BLU Discuss list archive

[Date Prev][Date Next][Thread Prev][Thread Next][Date Index][Thread Index]
MOSIX clusters

Subject: MOSIX clusters
From: rpeterson at wallacefloyd.com (Ron Peterson)
Date: Thu, 03 Aug 2000 10:16:39 -0400
I'm forwarding a portion of Moshe Bar's most recent newletter, because I
thought some people might find this interesting.  If you don't know who
Moshe is, you might like to check out his web site, maybe subscribe to
his newsletter.  He's someone who's very deep into Linux (he just wrote
a book about Linux kernel internals) who likes to write a lot.  He also
seems to thrive without sleep.  I don't always know what he's talking
about, but I pick up a little here and there.  Anyway, enough of my
blather...

<snip>

Moshe Bar's Opinion - http://www.moelabs.com

Dear Readers

There are not many joys left to us these days. Becoming a parent,
passing
an important exam, getting married, getting a much sought after job are
among these. One more is holding for the first time your newly published
book in your hands. 

That, namely, is what happened to me yesterday. After countless hours,
days, months of hard work, of reading, re-reading, checking and
re-checking and modifying word after word, two hundred thousand of them,
mind you, you think it is all a hopeless mass of words with no relevant
significance to anyone but the author. Therefore, the author never
beliefs
it will ever see print. 

But, boy did it see print! Big time!

For the newcomers to this list, I am talking about my newly published
book
"Linux Internals" by McGraw-Hill, available in all fine bookstores and
on
all the important online book catalogues. 
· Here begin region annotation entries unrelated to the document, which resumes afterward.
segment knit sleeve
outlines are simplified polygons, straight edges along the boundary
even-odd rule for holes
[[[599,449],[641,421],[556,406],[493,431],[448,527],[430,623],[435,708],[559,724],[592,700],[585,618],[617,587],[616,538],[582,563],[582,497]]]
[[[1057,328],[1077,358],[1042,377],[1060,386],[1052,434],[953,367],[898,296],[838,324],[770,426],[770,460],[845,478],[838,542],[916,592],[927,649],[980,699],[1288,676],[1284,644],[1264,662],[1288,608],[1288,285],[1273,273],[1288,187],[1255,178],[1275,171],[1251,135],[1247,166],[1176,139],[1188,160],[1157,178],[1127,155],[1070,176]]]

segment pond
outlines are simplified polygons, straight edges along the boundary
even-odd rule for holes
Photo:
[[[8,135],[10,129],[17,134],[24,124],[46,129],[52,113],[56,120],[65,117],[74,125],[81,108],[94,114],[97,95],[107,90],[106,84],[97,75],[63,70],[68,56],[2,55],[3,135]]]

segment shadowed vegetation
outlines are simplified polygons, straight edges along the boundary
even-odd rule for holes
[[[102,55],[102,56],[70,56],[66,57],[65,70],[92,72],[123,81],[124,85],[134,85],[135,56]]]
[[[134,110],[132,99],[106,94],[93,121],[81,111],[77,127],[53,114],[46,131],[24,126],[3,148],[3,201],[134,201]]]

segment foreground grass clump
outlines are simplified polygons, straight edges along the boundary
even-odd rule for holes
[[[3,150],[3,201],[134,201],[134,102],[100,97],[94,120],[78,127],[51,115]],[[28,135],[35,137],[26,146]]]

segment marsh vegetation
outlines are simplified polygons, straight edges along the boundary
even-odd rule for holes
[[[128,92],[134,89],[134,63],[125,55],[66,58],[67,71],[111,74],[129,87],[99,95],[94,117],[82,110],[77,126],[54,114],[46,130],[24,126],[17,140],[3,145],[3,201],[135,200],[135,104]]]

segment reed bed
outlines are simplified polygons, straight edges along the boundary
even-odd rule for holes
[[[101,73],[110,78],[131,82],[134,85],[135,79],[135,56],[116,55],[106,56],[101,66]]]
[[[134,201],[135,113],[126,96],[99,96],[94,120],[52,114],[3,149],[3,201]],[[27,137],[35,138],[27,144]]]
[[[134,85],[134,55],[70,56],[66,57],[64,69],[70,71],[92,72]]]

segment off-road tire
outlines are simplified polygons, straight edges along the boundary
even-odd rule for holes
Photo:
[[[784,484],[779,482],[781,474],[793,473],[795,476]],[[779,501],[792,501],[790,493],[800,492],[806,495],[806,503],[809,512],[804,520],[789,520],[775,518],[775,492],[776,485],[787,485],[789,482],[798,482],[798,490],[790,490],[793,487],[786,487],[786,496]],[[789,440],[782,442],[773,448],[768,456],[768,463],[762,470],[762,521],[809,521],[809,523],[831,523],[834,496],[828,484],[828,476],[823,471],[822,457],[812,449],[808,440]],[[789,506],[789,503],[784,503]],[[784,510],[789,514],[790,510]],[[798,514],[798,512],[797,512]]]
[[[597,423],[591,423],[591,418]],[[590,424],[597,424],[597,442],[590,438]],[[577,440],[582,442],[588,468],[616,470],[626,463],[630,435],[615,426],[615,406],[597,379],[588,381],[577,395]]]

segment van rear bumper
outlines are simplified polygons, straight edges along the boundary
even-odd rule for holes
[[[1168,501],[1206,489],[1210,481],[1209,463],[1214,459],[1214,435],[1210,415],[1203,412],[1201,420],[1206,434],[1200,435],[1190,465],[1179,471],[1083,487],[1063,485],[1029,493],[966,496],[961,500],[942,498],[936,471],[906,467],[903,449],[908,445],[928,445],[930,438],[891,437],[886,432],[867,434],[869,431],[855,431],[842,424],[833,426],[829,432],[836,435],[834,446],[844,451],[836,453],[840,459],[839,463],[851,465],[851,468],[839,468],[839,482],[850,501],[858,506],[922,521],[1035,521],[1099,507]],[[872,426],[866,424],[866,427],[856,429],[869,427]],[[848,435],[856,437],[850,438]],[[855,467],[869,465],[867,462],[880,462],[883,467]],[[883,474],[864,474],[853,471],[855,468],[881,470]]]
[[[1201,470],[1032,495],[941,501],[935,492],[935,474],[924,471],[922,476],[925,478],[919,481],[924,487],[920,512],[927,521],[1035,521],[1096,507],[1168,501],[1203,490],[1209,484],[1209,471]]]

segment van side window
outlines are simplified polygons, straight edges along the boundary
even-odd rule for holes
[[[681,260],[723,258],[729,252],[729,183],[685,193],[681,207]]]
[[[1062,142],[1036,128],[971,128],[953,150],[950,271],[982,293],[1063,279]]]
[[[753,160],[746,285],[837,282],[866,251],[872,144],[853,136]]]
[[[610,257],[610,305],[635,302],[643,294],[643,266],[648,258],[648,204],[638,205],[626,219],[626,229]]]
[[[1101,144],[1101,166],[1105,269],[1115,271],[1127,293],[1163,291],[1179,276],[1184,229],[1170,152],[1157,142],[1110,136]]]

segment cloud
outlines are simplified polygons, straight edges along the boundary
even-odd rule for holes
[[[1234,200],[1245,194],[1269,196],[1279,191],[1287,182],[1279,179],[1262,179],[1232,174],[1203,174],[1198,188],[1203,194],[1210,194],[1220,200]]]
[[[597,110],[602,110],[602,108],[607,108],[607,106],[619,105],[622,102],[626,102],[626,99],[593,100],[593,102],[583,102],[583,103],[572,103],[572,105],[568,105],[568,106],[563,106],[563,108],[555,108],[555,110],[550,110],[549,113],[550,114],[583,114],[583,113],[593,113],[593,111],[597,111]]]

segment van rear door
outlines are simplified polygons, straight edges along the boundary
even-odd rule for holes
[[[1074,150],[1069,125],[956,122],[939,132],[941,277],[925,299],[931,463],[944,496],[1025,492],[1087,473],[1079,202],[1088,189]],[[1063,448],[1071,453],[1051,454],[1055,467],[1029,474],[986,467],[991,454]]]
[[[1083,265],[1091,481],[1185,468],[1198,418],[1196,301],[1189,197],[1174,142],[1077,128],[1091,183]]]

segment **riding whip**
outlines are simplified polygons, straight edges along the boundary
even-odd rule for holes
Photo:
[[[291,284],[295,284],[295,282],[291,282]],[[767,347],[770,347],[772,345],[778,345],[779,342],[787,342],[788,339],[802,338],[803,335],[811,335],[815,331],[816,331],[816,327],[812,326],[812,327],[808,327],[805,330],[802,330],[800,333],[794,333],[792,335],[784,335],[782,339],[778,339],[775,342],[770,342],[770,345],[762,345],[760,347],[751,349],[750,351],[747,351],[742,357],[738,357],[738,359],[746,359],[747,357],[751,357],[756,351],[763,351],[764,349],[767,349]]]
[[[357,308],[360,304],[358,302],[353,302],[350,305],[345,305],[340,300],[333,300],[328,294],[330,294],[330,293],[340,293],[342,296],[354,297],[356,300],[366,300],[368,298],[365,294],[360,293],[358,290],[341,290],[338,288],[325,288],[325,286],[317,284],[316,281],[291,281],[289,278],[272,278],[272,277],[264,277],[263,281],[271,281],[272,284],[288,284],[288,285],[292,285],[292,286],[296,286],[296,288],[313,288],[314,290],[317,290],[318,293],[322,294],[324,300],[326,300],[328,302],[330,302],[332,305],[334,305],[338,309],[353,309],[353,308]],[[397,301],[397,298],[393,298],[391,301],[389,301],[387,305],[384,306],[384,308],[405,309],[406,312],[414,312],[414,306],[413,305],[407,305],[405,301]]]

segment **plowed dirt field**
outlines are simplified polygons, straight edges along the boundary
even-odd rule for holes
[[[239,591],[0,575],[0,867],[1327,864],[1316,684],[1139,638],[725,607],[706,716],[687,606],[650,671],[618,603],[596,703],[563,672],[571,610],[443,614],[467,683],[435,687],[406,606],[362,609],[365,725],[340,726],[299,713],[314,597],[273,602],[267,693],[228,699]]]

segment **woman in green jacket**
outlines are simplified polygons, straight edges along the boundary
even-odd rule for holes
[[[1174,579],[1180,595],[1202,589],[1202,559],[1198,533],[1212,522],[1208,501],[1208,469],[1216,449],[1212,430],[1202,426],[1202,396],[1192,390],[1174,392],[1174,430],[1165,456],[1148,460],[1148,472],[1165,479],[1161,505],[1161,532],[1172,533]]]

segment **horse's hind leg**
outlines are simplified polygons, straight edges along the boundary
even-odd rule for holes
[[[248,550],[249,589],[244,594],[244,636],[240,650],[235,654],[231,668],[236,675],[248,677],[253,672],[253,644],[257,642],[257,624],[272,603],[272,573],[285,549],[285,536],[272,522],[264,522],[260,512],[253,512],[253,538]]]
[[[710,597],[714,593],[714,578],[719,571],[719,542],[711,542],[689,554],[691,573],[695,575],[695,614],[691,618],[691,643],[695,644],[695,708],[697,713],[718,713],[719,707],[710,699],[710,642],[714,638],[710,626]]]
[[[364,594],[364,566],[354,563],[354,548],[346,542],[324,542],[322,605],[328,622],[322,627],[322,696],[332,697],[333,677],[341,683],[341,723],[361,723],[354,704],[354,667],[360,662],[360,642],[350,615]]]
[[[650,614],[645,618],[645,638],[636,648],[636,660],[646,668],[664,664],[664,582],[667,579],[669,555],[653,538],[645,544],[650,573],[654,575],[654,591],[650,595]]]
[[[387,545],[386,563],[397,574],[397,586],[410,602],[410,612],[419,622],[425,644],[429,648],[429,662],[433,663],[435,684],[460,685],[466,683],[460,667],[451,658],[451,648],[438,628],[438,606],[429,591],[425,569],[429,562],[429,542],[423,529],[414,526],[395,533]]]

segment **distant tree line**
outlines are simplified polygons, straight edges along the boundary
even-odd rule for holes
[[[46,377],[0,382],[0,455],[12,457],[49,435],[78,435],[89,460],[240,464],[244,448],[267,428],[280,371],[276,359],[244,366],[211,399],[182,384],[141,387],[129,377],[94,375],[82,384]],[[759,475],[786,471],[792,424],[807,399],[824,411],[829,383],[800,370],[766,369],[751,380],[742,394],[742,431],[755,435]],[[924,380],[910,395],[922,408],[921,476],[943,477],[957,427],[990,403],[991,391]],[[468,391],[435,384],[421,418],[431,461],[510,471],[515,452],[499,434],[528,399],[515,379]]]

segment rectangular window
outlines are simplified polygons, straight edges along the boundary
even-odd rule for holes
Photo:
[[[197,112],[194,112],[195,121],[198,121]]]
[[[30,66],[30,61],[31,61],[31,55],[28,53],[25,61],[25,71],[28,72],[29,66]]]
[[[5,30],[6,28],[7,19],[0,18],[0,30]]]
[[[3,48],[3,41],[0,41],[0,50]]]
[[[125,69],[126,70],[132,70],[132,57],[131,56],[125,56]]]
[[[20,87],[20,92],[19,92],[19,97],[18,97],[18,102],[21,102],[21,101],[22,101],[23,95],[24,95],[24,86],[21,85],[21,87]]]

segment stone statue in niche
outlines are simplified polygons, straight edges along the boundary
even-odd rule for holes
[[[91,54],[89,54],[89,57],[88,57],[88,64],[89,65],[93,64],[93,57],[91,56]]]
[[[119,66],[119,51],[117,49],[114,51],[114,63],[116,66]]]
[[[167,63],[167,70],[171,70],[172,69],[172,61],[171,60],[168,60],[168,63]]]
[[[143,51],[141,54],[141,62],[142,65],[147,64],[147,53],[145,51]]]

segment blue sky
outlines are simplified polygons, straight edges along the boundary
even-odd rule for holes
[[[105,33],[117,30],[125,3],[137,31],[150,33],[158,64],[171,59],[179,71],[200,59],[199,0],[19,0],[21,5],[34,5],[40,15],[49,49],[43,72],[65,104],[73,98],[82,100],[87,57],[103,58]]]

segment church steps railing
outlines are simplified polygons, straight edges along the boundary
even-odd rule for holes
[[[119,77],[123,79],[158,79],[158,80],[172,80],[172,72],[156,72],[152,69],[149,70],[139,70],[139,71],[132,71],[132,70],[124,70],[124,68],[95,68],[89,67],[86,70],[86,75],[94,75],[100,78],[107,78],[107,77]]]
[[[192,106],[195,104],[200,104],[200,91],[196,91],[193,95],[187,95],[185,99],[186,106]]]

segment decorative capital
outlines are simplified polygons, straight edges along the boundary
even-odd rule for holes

The book talks about the Linux kernel and how it works. It explains what
an operating system does and why Linux does it better than most. It
shows
what a program is and how the OS makes many of them run at the same
time,
without ever getting confused. It explains how virtual memory works in a
real OS like UNIX (of which Linux is a derivate) and how data is stored
on
disks and retrieved efficiently and securely. 

All this may sound very superficial. Suffice to say that in one of the
chapters, for instance, I take an interrupt apart as it enters the Linux
kernel and show step by step what exactly happens in the serving of it.
Also, in each chapter I show how to make modifications to your favorite
kernel, such as giving it CPU affinity, or implementing very advanced
virtual paging algorithms. 

If you always wanted to know how an OS, and Linux in particular works,
but
were too afraid to ask, then go grab this book and read it. You'll
understand after. 

But why am I telling you all this?

Because I am one to keep promises. If you remember, I promised I would
get
you, the savvy readers of this mailing list, a way to order my book (and
possibly the next one, coming this fall) with a big discount. 

The fine folks at my publisher, McGraw-Hill, agreed to my proposal and
furthermore went on to create a web site for you guys and gals to go
order
my book from at a discount of ....


yes.... ladies and gentleman, 20% discount. 

That is 20 as in twice 10% discount for a book being sold in the book
store at US$ 49.99. So, for a very reasonable investment of US$ 39.99
you
will get access to everything there is to know about the Linux kernel,
including the upcoming version 2.4. The foreword is by Ingo Molnar, the
number 3 in the Linux developers food chain.

Enough said, if you want to get my book at a good discount, then you can
do so from this special site at McGraw-Hill:
http://www.mhorder.com/linuxinternals.html
Let's now get back to the usual issues of this mailing list.

These days I am deeply infatuated with Linux clusters. Out of necessity,
some might argue. After all I am writing a book on the subject. But it
is
more than that. There is definitely something fascinating about creating
a
supercomputer out of a bunch of cheap PC. You can create a supercomputer
with clustered Linux boxes each costing around two to three thousand US
ducats. 

A MOSIX cluster of Linux machines is what is called a Single System
Image
cluster (SSI). I have variously said and written that you don't have a
real cluster until you have an SSI cluster. 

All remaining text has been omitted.